A chorus of boos echoed throughout the Visalia Convention Center in Visalia, Calif., but Kongo remained fixated on finishing the fight on his terms, which basically consisted of making Godbeer carry his weight and wearing him down with elongated clinch grapples against the fence.
With the tournament-style setup in Bellator, Kongo’s primary concern was leaving the fight with a win and remaining injury free:
I’m used to doing different things, but I went to use the fence so I wouldn’t get injured for the next opponent. Just tried to save energy and avoid injuries from the war in the stand-up, striking. I tried a whole bunch of different things, no matter what he tried to do, and to make him tired.
The game plan came together like clockwork for Kongo, who leaned heavily on his grappling and clinch strikes throughout the fight.
By the time the second round rolled around, Godbeer was breathing heavily and winging haymakers out of desperation. The turning point in the bout came when Godbeer missed on a sloppy overhand right and Kongo ducked under and secured a body lock from behind.
From the clinch, Kongo began to unload with a series of devastating knees to Godbeer’s legs and body. Godbeer stood tall in the face of adversity until the damage relocated to his face. The referee was finally forced to step in at 2:04 to save him from further punishment.

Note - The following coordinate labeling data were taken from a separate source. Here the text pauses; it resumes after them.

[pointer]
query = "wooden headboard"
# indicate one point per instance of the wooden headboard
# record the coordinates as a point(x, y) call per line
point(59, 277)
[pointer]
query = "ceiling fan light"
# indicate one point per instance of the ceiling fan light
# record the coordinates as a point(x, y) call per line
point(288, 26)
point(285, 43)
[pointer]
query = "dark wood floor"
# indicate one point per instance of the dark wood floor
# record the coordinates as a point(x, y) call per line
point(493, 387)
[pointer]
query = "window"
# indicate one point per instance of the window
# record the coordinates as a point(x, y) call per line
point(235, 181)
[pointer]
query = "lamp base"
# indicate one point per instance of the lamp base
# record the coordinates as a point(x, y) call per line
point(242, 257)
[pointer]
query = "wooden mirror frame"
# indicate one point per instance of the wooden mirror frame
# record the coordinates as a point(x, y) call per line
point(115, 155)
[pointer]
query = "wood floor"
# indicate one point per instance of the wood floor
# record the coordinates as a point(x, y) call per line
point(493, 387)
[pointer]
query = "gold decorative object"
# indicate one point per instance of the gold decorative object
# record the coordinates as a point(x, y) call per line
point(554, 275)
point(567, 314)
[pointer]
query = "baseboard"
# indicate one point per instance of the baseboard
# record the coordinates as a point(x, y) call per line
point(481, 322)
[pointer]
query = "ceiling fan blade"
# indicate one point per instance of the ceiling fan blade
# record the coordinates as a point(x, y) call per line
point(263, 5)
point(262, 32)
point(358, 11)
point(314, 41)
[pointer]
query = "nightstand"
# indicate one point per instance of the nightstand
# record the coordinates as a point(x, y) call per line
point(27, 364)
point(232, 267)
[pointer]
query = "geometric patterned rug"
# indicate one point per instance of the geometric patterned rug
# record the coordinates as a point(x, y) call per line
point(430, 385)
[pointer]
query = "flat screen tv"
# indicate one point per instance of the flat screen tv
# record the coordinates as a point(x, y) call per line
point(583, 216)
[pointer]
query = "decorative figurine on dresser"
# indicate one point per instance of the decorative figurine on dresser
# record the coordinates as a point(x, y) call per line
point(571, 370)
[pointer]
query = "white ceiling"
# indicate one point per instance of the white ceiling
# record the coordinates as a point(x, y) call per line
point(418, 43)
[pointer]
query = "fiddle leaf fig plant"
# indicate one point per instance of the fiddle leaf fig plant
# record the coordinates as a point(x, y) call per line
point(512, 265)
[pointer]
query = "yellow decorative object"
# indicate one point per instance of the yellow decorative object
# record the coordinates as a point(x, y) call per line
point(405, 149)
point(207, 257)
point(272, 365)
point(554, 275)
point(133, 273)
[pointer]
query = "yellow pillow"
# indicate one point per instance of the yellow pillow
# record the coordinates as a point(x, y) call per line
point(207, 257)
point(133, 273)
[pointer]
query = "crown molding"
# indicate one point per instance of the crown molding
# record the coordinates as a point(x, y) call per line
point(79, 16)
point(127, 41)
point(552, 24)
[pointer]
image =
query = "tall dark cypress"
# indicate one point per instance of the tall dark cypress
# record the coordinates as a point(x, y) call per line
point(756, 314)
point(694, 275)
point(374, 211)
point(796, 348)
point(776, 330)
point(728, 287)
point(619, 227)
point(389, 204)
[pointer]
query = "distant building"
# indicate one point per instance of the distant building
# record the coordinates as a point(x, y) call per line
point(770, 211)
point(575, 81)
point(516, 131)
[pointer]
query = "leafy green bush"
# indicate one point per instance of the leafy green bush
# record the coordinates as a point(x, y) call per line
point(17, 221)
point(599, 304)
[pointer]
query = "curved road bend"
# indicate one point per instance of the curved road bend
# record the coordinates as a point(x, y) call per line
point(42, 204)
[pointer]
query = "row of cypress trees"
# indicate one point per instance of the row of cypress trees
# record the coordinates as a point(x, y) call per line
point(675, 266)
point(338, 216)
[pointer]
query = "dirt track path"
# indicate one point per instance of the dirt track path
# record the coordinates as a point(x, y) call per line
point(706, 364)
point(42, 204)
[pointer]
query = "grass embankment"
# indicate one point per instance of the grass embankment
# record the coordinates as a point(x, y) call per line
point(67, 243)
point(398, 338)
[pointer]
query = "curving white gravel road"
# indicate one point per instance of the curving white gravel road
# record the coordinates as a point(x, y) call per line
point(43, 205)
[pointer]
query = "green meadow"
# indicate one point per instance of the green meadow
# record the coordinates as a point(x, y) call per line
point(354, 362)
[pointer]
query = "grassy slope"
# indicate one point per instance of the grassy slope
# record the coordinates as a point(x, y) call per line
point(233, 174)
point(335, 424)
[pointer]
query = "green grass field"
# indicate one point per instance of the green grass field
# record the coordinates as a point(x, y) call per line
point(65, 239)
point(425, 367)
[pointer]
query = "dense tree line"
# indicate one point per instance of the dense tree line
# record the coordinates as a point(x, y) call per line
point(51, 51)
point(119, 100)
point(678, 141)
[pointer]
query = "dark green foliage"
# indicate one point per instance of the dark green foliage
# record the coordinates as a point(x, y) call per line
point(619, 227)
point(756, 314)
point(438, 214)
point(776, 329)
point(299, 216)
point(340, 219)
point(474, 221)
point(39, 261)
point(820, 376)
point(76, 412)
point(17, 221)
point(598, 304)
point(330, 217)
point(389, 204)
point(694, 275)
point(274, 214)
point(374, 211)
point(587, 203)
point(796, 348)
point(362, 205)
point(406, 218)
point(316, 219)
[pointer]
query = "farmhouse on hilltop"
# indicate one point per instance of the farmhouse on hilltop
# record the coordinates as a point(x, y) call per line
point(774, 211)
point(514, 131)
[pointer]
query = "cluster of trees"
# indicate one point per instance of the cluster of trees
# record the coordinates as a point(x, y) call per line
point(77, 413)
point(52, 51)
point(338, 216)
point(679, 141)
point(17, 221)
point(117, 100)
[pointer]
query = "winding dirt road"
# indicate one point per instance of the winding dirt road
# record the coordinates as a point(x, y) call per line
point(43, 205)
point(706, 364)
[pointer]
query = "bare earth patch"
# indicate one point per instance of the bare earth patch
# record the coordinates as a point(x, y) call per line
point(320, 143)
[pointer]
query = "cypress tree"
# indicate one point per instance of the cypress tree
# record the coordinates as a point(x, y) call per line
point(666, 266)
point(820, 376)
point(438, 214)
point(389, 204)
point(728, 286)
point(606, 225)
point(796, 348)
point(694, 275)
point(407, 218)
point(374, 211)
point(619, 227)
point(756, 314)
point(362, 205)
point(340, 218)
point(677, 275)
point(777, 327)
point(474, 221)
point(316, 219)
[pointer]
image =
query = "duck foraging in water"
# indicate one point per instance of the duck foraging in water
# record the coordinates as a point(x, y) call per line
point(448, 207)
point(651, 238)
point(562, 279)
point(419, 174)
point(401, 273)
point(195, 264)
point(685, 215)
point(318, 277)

The post-UFC transition has gone well for Kongo, but Johnson wasn’t so fortunate. In a truly shocking turn of events, the former UFC heavyweight was knocked out in just 23 seconds by Vinicius Queiroz.
Kongo, who was eyeing the fight backstage, admitted he was shocked by the knockout. Many expected he would be facing Johnson in the next round, but things have certainly taken an unexpected turn.

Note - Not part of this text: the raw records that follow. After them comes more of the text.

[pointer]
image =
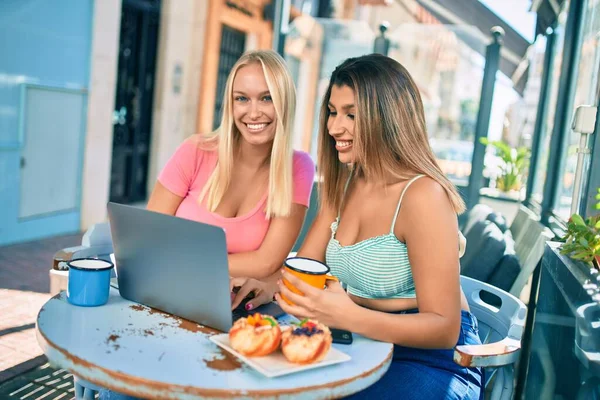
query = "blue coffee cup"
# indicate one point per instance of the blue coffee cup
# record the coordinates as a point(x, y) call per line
point(89, 282)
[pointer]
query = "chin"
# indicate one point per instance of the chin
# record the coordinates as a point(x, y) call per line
point(345, 158)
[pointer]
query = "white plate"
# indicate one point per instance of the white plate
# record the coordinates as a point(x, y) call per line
point(275, 364)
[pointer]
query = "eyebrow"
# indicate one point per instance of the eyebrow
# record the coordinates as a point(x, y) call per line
point(260, 94)
point(345, 107)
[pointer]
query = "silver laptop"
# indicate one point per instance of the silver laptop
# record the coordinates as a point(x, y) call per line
point(174, 265)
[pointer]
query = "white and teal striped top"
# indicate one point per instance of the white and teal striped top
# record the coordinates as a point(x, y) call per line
point(374, 268)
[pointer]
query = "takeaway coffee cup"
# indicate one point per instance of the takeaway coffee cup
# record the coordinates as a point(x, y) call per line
point(313, 272)
point(89, 282)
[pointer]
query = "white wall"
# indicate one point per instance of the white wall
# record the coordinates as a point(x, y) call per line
point(181, 47)
point(101, 99)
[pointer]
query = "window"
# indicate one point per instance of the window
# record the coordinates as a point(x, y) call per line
point(447, 65)
point(585, 93)
point(545, 136)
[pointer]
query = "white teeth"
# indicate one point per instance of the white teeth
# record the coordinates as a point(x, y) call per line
point(256, 127)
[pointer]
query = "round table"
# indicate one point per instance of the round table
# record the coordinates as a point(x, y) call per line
point(143, 352)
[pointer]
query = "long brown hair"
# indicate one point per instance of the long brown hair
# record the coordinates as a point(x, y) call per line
point(390, 133)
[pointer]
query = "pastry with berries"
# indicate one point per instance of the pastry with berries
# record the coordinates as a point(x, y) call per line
point(255, 336)
point(306, 343)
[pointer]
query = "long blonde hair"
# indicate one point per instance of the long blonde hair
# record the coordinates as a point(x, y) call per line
point(227, 137)
point(390, 133)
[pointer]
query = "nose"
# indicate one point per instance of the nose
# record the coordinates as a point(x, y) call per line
point(254, 110)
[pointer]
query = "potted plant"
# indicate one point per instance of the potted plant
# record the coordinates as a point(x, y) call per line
point(513, 166)
point(582, 239)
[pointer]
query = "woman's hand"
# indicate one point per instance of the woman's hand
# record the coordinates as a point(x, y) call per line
point(263, 292)
point(330, 307)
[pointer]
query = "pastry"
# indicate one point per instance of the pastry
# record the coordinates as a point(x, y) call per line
point(255, 336)
point(306, 343)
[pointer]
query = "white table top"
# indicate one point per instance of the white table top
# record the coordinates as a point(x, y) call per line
point(144, 352)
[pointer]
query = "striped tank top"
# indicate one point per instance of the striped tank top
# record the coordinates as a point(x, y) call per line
point(374, 268)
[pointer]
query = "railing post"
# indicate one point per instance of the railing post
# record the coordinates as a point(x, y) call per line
point(492, 62)
point(542, 113)
point(281, 20)
point(382, 43)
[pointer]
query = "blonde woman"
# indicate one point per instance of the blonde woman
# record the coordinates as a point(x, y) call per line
point(387, 228)
point(245, 177)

After seeing Queiroz’s performance, Kongo is already formulating a game plan that would ensure victory and minimize the risk of injury:
I was shocked to see how [Queiroz] finished Lavar Johnson. I was surprised. The fight was so fast. It’s on and I was like, “Oh!” So after that, I was thinking OK, I have to do the same thing. Don’t go for the war, get injuries. Just save your energy and do the things as a smart guy.
Kongo is now one step closer to winning his first major MMA world title, which is a far cry from where he was in the UFC.
Perhaps “The Darkness” may have finally found the light.
Jordy McElroy is a Featured Columnist for Bleacher Report, and all quotes were obtained firsthand unless otherwise noted.